Czwórcio i Szóstek - koci pamiętnik Junjiego Ito

Podforum przeznaczone mangom oraz wydawnictwu JPF
ODPOWIEDZ
Awatar użytkownika
ninna
nołlife
Posty: 2959
Rejestracja: pt wrz 15, 2006 6:19 pm
Lokalizacja: Kutno
Status: Offline

Czwórcio i Szóstek - koci pamiętnik Junjiego Ito

Post autor: ninna » pn kwie 24, 2017 5:41 pm

[spoiler]Obrazek[/spoiler]
Mangaka J., czyli wybitny przedstawiciel japońskiego horroru, Junji Ito, zawsze wolał psy. Ulega jednak namowom narzeczonej, by wziąć do domu kota... czy raczej koty – małego rasowca Szóstka i rozpieszczonego Czwórcia, zwanego pieszczotliwie „przeklętą mordą”. Wbrew nadziejom J., zwierzaki za nic nie mogą się do niego przekonać... Nie poddawaj się, J.!

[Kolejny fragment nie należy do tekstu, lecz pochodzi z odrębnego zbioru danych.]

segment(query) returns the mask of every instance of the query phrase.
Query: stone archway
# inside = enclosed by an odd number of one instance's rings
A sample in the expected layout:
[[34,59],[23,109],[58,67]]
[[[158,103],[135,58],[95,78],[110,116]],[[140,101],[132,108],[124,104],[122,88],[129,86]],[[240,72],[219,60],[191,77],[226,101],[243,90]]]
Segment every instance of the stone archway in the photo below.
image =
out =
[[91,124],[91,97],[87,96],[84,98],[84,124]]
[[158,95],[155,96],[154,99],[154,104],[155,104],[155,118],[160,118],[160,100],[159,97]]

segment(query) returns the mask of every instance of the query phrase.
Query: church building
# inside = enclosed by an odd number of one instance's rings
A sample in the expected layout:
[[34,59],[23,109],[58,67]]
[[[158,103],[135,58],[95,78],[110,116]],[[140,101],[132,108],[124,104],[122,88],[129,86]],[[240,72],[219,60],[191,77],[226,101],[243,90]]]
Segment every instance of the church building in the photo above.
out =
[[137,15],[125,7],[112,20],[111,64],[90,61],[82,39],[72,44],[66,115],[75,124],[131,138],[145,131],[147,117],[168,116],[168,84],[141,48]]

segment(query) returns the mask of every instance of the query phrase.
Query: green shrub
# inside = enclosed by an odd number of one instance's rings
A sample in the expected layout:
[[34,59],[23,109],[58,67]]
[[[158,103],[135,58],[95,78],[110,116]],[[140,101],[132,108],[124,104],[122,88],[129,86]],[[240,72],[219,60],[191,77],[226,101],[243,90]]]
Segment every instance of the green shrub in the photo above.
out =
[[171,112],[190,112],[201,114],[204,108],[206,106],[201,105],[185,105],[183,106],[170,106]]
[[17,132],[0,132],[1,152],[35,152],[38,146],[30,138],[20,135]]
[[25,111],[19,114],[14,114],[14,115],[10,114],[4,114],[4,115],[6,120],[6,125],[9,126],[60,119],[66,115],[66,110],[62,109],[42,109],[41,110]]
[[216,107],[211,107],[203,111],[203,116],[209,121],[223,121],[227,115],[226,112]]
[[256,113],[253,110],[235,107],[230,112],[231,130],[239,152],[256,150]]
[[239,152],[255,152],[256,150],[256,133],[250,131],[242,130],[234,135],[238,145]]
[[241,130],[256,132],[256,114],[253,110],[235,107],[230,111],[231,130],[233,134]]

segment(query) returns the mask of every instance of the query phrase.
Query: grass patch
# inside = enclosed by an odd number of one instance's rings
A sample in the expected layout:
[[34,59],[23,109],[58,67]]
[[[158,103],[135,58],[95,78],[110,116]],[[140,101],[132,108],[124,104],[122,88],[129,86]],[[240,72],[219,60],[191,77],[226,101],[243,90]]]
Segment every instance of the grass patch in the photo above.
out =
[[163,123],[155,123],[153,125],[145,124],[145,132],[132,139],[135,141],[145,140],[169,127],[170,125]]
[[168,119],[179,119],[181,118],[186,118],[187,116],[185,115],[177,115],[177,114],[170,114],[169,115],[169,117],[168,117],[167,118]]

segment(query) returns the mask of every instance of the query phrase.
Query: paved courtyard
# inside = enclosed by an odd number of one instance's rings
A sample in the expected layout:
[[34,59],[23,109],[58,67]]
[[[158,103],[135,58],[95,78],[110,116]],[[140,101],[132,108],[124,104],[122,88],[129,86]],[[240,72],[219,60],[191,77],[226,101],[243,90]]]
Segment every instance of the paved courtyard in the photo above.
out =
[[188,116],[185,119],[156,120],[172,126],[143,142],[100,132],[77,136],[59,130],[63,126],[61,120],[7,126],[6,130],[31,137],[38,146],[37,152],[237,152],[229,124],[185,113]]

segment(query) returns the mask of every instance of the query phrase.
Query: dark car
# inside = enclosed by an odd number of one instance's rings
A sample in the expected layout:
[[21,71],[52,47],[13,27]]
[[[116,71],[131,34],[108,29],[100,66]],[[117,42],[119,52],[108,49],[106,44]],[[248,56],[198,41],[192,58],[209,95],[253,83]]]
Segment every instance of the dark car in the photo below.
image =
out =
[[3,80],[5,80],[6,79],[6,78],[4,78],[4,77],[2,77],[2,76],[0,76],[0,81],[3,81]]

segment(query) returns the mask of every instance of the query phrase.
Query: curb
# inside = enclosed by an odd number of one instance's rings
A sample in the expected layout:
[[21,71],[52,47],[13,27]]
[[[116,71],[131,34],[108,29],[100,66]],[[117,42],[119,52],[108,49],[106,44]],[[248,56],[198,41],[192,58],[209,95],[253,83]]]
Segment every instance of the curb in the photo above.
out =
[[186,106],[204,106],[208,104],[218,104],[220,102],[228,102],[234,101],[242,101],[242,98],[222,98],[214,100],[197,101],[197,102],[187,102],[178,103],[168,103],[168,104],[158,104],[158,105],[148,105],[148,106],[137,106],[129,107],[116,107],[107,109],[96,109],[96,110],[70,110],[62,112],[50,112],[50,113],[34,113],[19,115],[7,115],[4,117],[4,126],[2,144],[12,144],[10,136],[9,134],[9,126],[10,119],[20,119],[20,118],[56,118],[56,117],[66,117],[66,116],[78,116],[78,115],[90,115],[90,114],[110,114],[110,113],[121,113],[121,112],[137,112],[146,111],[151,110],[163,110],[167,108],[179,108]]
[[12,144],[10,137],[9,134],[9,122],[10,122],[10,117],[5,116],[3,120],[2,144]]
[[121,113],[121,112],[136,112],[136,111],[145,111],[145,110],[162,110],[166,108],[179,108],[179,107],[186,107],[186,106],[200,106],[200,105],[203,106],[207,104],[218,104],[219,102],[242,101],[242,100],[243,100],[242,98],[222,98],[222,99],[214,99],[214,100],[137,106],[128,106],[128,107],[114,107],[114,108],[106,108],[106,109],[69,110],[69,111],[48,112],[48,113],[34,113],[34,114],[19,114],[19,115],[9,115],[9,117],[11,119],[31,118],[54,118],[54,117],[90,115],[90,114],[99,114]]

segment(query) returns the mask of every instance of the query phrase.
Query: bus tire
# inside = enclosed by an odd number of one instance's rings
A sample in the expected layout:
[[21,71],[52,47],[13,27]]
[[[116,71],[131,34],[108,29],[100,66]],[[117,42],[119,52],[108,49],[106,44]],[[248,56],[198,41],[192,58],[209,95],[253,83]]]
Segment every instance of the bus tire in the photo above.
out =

Zabawna manga o kotach znanego autora horrorów – bo strach od śmiechu dzieli bardzo cienka linia!
Koty od Ito bardzo lubię. To zabawna manga, można przy niej miło spędzić czas. Ja swój egzemplarz kupiłam głównie w celu porównania z wydaniem angielskim i podaruję go mangowej bibliotece :D.

O fabule nie ma się co rozpisywać, mnie się ona bardzo podoba i wracam do tej mangi. Natomiast jeśli chodzi o porównanie naszego wydania z angielskim, to angielski tomik jest odrobinę wyższy. Ma on błyszczącą okładkę bez obwoluty. U nas jest matowa obwoluta, a pod nią dwie historyjki (w angielskim tomiku też się znalazły ale w środku). Nasze wydanie wygrywa pod względem przetłumaczenia imion kotów. W angielskim mamy tylko notkę od tłumacza na końcu. U nas też lepiej przełożono onomatopeje (w angielskim oprócz tłumaczenia pozostawiono krzaki).
Niestety, nasze wydanie ma jedną za to sporą wadę... Brak w nim bonusu w postaci krótkiej, dwustronicowej mangi opowiadającej o tym, jak [spoiler]Czwórcio odszedł do kociego nieba :cry:[/spoiler] oraz posłowia (bardzo poruszającego) autorstwa żony pana Ito. Wielka szkoda, że w polskim wydaniu zabrakło tych dodatków :(.

Trochę zdjęć:
[spoiler]Obrazek[/spoiler]
[spoiler]Obrazek[/spoiler]
[spoiler]Obrazek[/spoiler]
[spoiler]Obrazek[/spoiler]
[spoiler]Obrazek[/spoiler]
[spoiler]Obrazek[/spoiler]

Matii
Weteran
Posty: 1322
Rejestracja: ndz mar 29, 2015 6:18 pm
Lokalizacja: Katowice
Status: Offline

Post autor: Matii » pn kwie 24, 2017 8:31 pm

JPF zrobił kawał dobrej roboty :P Nasze wydanie mi się bardziej podoba. No i krzaczki są wyczyszczone jak przystało na JPF. Jedyny minus to chyba brak tej historii.
Czekam na wydanie - Trigun; Hunter x Hunter; Nana; Shaman King KZB; Ashita no Joe; Kiseijuu
Nakarm Prehistorycznego pokemona: Obrazek

Awatar użytkownika
Reviolli
nołlife
Posty: 2121
Rejestracja: pn gru 29, 2014 7:58 am
Status: Offline

Post autor: Reviolli » wt cze 06, 2017 3:14 pm

Prawdę mówiąc nie do końca kupuję Ito gdzie historia nie jest horrorem.
Po prostu jego kreska jest tak bardzo specyficzna że cały czas czekałem aż stanie się coś wstrętnego/strasznego.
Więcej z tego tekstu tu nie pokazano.